Conférence donnée par Guy Cherqui,
le 21 septembre 2020, au Cercle National Richard Wagner – Paris
La mise en scène est une caractéristique de la critique qui nous est contemporaine. Elle suscite l’admiration comme la haine. Depuis la naissance de l’opéra jusqu’à la mise en place de l’électricité sur le plateau, la mise en scène était un élément peu important d’une production. L’électricité a permis la mise en valeur des volumes, et donc les décors en trois dimensions, et non plus en toiles peintes.
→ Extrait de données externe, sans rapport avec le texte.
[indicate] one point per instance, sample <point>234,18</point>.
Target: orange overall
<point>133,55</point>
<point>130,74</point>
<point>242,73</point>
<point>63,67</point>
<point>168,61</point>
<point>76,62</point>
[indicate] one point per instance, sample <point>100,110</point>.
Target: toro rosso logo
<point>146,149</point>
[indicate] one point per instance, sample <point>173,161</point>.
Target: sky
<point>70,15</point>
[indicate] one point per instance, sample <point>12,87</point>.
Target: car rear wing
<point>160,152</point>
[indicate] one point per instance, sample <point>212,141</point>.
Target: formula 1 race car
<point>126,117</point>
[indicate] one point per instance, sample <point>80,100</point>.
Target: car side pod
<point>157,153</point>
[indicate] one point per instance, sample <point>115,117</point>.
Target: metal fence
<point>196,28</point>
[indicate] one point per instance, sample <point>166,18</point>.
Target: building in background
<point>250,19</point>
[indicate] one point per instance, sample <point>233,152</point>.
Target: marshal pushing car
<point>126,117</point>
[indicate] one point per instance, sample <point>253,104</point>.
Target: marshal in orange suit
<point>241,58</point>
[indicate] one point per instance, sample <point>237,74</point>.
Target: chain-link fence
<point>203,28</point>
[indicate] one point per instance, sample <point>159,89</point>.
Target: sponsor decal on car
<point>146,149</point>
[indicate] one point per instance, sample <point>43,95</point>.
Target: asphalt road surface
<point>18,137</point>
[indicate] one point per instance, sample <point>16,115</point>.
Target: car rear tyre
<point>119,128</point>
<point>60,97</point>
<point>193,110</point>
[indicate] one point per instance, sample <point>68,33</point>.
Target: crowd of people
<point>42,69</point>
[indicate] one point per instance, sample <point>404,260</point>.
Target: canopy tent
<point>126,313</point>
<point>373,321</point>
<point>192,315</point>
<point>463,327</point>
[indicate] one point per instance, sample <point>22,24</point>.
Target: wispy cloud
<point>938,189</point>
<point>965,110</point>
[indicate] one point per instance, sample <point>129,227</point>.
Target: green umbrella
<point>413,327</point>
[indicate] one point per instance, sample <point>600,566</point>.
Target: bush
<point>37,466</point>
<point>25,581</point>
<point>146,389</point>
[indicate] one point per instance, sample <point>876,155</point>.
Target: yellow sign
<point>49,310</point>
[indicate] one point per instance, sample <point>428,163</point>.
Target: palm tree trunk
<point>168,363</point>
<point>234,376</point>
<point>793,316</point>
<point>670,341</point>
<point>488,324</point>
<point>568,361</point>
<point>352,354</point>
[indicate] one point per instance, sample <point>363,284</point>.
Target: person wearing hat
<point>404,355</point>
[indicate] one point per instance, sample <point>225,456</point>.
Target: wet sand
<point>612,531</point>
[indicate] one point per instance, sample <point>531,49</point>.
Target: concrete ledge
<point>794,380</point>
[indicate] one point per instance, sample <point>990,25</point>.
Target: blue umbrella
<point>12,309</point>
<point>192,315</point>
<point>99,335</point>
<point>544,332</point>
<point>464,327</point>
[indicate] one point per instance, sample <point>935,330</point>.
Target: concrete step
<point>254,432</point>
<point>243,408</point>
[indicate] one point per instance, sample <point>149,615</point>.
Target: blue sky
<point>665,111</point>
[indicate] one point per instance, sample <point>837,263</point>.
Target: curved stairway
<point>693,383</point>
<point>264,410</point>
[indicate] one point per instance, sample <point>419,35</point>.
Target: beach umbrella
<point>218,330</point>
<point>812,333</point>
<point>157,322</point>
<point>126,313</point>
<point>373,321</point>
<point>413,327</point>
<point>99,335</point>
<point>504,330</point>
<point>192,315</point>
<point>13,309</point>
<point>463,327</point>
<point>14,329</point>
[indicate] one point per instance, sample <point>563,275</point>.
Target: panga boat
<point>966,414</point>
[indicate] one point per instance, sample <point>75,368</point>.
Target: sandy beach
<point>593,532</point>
Il faut rappeler qu’à l’origine de l’opéra, avec Monteverdi au XVIe siècle, les artistes veulent réaliser leur idéal grec, c’est-à-dire la tragédie grecque qui allie le texte, le chant et la danse. Le texte est la valeur essentielle, avant la musique, et cette idée est reprise par Gluck, puis par Wagner, avec le Gesamtkunstwerk. Aussi, la mise en scène théâtrale est une donnée cohérente avec la vision de l’opéra.
Avant 1951
Richard Wagner était le premier à ne pas être satisfait de la mise en scène et des décors de sa tétralogie de 1876 à Bayreuth. En revanche, une tradition est conservée, avec Cosima, puis Winifred Wagner. Néanmoins, deux nouveaux courants esthétiques cohabitent : l’abstraction, avec Adolphe Appia, et le naturalisme, avec Alfred Roller.
Adolphe Appia, décorateur et metteur en scène suisse, épure les lignes et joue sur la lumière et l’ombre pour mettre en exergue les décors et les personnages. Alfred Roller, scénographe autrichien dans le mouvement de la Sécession viennoise, poursuit, de son côté, une tradition naturaliste. Il crée une scénographie de Tristan en 1903, sous l’impulsion de Gustav Mahler.
Le « neues Bayreuth » : Wieland et Wolfgang Wagner, et leurs successeurs.
Afin de s’éloigner de la période troublée du nazisme, notamment à Bayreuth, les frères Wagner souhaitent modifier totalement l’esthétique des mises en scène. Wieland Wagner va alors s’inspirer d’Appia, en offrant avec audace des décors minimalistes, des mises en scène symbolistes et des jeux de lumière admirables. Heiner Müller et Robert Wilson s’inspireront du travail de Wieland pour leurs propres créations, et Romeo Castellucci est également dans cette même veine.
Parallèlement, Alfred Roller fait des émules, avec Emil Preetorius, qui continue dans le naturalisme traditionnel, de même que Günther Rennert, Otto Schenk, Tankred Dorst ou Robert Lepage. Wolfgang Wagner va reprendre l’abstraction d’Appia, mais sans rester insensible au réalisme ; il pratique une véritable synthèse des deux esthétiques. À sa suite, August Everding et Dieter Dorn poursuivent cette vision, moderne mais qui ne choque pas.
L’héritage brechtien
Bertolt Brecht, en rupture avec l’héritage et la tradition dramatiques, place « la distanciation » au centre de sa vision théâtrale. Cela suscite des vocations auprès des metteurs en scène d’opéra. En Italie, Giorgio Strehler et Luca Ronconi s’en inspirent dans leurs productions. Mais c’est surtout le Ring du centenaire de Patrice Chéreau, sous la baguette de Pierre Boulez, qui révolutionne la mise en scène bayreuthienne. Cette mise en scène scandalise alors le public.
C’est le début de l’ère du « Regietheater » à Bayreuth, qui provoque, année après année, des critiques acerbes. Ruth Berghaus, Götz Friedrich, Harry Kupfer, Hans Neuenfels, Jürgen Flimm, Stefan Herheim, Frank Castorf ou encore Sebastian Baumgarten proposent des visions intéressantes, plus ou moins abouties et appréciées, mais qui ne laissent pas la critique insensible.
Néanmoins le Festival de Bayreuth est, en Allemagne, le lieu et le reflet de la création artistique. Guy Cherqui a démontré que, malgré la polémique, la mise en scène permet une évolution de la pensée, puisque ce qui pouvait paraître en 1960 révolutionnaire et outrageant, devient progressivement une mise en scène classique.